Pre-train the network with features found automatically using unsupervised data –> automatic feature learning
What is Classic ML?
-Manual extraction of features
What does classic ML require?
-Labeled data and hand-crafted features
What are 3 cons of classic ML?
-Needs expert knowledge
-Time-consuming and expensive
-Dos not generalize to other domains
What does automatic feature learning consist of?
Each layer learns more abstract features that are then combined/composed into higher-level features automatically
What are 3 pros of automatic feature learning?
-We feed the network the raw data
-The features are learned by the network
-Features learned can be re-used in similar tasks
What are 5 advantages of unsupervised feature learning?
-more unlabeled data available than labeled data
-Humans learn first from unlabeled examples
-less risk of over-fitting
-no need for manual feature engineering
-features are organized into multiple layers : each level creates new features from combinations of features from level below + more abstract than the ones below (hierarchy of features)
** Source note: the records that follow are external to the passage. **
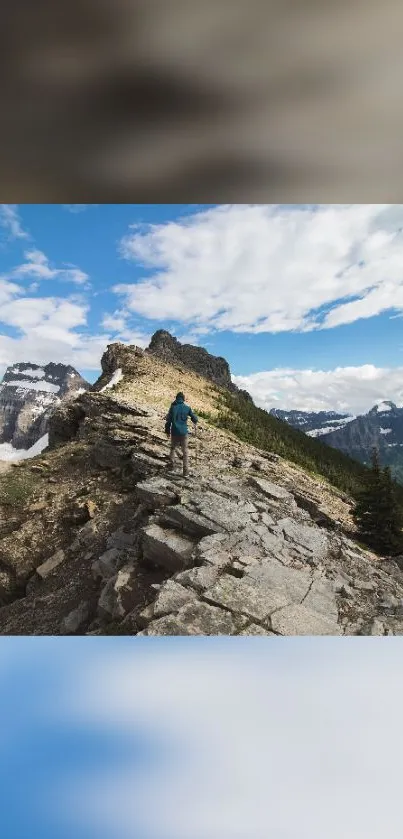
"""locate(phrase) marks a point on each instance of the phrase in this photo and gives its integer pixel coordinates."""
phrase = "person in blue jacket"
(176, 427)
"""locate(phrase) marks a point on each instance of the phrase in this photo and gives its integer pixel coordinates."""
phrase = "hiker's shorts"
(182, 441)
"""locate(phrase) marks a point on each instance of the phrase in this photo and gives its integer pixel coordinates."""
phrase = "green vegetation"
(16, 488)
(378, 515)
(258, 428)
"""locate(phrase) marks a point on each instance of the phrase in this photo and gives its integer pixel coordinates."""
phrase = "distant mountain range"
(381, 427)
(28, 394)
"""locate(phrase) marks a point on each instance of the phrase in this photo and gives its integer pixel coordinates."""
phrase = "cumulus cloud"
(37, 265)
(11, 222)
(251, 740)
(49, 329)
(344, 389)
(77, 208)
(115, 322)
(268, 268)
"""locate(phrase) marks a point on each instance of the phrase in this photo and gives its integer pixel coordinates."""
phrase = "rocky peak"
(212, 367)
(118, 356)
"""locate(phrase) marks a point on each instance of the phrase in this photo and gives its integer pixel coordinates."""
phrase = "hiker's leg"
(185, 452)
(172, 452)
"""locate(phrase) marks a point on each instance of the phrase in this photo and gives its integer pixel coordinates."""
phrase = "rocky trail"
(107, 540)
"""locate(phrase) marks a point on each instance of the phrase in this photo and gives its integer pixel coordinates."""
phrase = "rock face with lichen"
(212, 367)
(99, 537)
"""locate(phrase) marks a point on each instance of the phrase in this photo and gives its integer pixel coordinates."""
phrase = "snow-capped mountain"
(315, 424)
(28, 394)
(381, 427)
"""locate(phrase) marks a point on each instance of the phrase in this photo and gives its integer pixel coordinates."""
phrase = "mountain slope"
(97, 537)
(28, 394)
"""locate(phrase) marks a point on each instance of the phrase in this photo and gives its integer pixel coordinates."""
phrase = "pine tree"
(377, 513)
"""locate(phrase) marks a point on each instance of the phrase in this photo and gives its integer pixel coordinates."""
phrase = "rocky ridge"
(108, 540)
(215, 368)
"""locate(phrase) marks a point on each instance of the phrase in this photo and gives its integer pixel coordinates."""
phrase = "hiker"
(176, 428)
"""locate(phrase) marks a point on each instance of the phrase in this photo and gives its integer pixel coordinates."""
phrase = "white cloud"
(37, 265)
(344, 389)
(49, 330)
(288, 738)
(77, 208)
(8, 291)
(269, 268)
(11, 222)
(114, 323)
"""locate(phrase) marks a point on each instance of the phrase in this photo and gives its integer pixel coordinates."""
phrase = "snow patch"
(46, 387)
(8, 452)
(38, 373)
(327, 429)
(117, 377)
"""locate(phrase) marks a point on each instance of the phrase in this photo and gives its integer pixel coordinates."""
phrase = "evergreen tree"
(377, 513)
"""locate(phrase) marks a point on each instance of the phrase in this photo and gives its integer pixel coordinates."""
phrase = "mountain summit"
(98, 537)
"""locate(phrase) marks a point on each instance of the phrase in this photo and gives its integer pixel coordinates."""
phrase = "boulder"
(119, 595)
(107, 565)
(156, 493)
(165, 548)
(75, 620)
(197, 619)
(182, 518)
(296, 619)
(171, 598)
(53, 562)
(270, 490)
(239, 597)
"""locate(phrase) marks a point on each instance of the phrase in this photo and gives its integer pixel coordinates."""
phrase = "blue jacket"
(177, 417)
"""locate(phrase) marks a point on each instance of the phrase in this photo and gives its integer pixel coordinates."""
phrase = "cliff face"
(215, 368)
(28, 394)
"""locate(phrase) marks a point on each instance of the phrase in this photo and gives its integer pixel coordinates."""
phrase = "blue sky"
(304, 301)
(187, 738)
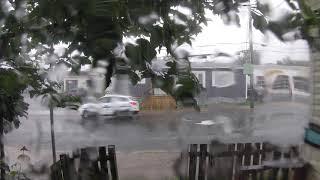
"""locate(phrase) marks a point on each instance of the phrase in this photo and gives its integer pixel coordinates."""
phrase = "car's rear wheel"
(85, 115)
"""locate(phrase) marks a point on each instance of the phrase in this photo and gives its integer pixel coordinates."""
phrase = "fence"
(88, 163)
(159, 103)
(254, 161)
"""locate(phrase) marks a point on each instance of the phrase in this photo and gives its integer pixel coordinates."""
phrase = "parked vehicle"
(111, 106)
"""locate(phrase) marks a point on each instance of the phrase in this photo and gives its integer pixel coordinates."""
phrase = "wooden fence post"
(202, 162)
(113, 162)
(274, 172)
(103, 163)
(64, 159)
(193, 161)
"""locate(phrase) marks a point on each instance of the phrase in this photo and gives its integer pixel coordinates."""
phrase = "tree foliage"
(97, 28)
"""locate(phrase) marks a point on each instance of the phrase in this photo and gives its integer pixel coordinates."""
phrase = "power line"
(279, 5)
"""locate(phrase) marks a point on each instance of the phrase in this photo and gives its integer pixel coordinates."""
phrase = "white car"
(110, 105)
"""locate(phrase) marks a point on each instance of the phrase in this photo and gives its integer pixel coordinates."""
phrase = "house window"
(260, 81)
(223, 78)
(201, 77)
(71, 85)
(301, 83)
(158, 92)
(281, 82)
(142, 81)
(89, 83)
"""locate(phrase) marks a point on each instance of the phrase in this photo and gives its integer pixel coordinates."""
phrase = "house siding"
(235, 92)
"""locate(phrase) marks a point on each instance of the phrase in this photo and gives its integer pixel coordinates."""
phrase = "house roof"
(213, 65)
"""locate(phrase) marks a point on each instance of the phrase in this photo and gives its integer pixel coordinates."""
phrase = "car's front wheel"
(85, 115)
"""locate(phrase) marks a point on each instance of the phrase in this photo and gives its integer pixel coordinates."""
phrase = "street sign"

What are the 2 steps of the general architectures of a deep network?
1.Unsupervised pre-training of neural network using unlabeled data eg.autoencoder
2.Supervised training with labeled data using features learned from above with a standard classifier eg.ANN
What are 2 ways to learn a representation of the data(1st step)?
-Deep Belief Networks (mid 2000s)
-Autoencoders(2006)
What is a CNN?
Convolutional Neural Network
What does the convolutional layer consist of?
-Uses a filter/kernel that convolves on the image
-The filter is a small weight matrix to learn
What is the objective of the convolutional layer?
The network learns the values of the filter(s) that activate when they see some visual feature that is useful to identify the object(final classification)
What are the 2 convolution hyper-parameters?
1.Stride
2.Padding
What is stride?
How many steps do you move the filter every time
What is padding?
Filter should pick up high values surrounded by low values
What are pooling layers used for(2)?
-to reduce the size of the activation maps
-so that we reduce the nb of parameters of the network and avoid overfitting
What is max pooling?
Similar to the convolution step, but instead of performing a matrix multiplication, max pooling takes the maximum value within the window.
What is average pooling?
Taking the average value over an input window for each channel of the input.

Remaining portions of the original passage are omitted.